This thread was originally created for gathering feedback on a proposal. But with discussions came new insights. I’ve cancelled the proposal in favour of the discussion, which (hopefully) will lead to a new kind of proposal.
The original proposal can still be found here. But please join the discussion for a better solution!
The explanation and reason haven’t justified this. taxon= is exactly not meant to be parsed, It’s a method to fill in the taxonomy without ranking it. What’s the problem with using species= , taxon:*= ?
That’s a fair question, we’re having a similar discussion in the Dutch community. Where I’m aming at with this proposal, is infraspecific names such as subspecies and cultivar. I think there is a lacking of consensus over how to tag these. One person prefers to add everything to the species=* tag, the other uses taxon=* in combination with unnecessary infraspecific tags. For example, taxon:cultivar=Flame, says something about taxon=*. That’s a tag saying something about another tag and a tag that is useless by itself, which (I heard) is a thing we should prevent.
So based on that I’m already deviating from my original proposal and was thinking about the following two options:
Put infraspecific names, so everything that comes after species in hierarchy (subspecies, variety, form, cultivar, etc.), inside the species=* tag. Documenting that and deprecate/discourage infraspecific taxon sub-keys like taxon:cultivar=* & taxon:subspecies=*, which don’t hold any valuable information and only say something about taxon=*, in favour of that way of tagging. Like species=Fraxinus angustifolia var. pilosa. Or;
Put infraspecific names in their own taxon:<taxon_rank>=* key. Such as taxon:cultivated_species=Fraxinus angustifolia 'Flame'. This is different from my original proposal for taxon:rank=cultivated_species, because that would be a tag saying something about taxon=*. The taxon:<taxon_rank>=* key is useful by itself.

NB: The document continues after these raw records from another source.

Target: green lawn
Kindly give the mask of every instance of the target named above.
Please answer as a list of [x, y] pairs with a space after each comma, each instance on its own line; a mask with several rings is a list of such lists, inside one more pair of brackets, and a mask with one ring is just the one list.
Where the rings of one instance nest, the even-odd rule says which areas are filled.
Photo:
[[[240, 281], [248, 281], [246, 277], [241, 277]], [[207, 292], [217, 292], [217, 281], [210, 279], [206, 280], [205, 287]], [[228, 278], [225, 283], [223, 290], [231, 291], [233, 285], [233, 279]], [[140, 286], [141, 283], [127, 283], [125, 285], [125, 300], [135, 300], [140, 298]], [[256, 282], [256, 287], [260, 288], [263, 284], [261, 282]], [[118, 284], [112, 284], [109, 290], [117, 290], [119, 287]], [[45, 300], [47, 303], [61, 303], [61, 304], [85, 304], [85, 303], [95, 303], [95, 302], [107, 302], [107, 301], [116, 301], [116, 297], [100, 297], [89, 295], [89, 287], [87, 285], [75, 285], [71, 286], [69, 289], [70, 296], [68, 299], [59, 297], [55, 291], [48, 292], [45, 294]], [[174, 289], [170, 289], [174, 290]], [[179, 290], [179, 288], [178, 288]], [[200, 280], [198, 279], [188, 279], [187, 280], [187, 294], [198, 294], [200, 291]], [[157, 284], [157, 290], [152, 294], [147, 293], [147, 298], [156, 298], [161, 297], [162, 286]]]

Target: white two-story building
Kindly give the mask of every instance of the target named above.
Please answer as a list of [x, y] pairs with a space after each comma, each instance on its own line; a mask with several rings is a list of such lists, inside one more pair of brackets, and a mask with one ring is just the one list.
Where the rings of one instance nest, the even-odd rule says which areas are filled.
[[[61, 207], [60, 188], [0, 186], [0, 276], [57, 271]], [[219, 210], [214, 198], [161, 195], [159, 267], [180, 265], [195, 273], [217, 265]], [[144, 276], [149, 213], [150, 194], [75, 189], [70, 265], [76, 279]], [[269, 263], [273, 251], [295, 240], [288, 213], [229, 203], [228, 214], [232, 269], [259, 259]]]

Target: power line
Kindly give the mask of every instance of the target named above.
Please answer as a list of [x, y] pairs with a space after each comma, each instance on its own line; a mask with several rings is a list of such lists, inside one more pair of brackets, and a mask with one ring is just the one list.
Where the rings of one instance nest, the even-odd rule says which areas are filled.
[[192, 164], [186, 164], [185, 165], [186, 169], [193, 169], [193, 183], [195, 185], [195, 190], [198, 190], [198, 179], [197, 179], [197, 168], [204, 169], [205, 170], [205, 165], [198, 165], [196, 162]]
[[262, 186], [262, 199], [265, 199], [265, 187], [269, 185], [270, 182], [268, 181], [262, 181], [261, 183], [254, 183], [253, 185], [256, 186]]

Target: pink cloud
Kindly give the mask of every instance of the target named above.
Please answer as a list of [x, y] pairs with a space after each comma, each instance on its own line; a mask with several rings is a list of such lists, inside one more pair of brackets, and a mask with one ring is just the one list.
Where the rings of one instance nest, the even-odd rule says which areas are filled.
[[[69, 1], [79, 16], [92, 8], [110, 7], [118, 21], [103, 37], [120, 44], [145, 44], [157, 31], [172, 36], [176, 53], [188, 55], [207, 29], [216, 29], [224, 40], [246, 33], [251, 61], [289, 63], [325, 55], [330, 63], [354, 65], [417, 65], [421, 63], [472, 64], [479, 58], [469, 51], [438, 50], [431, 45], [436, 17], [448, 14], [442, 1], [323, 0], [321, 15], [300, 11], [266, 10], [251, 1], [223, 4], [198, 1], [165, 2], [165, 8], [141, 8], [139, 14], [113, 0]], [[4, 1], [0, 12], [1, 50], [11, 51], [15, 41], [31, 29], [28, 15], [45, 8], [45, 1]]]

The first option is less accurate and harder to parse. The second option is more explicit, but therefore making it more complex.
Either ways, I think it’s good to have consensus over which way to go when tagging infraspecific names.
From what I understand, species is basically a shorthand for taxon:species and below, i.e. it says something about taxon. taxon itself is supposed to be reserved for use when the specific subkeys aren’t known; it allows later mappers to categorise it accordingly.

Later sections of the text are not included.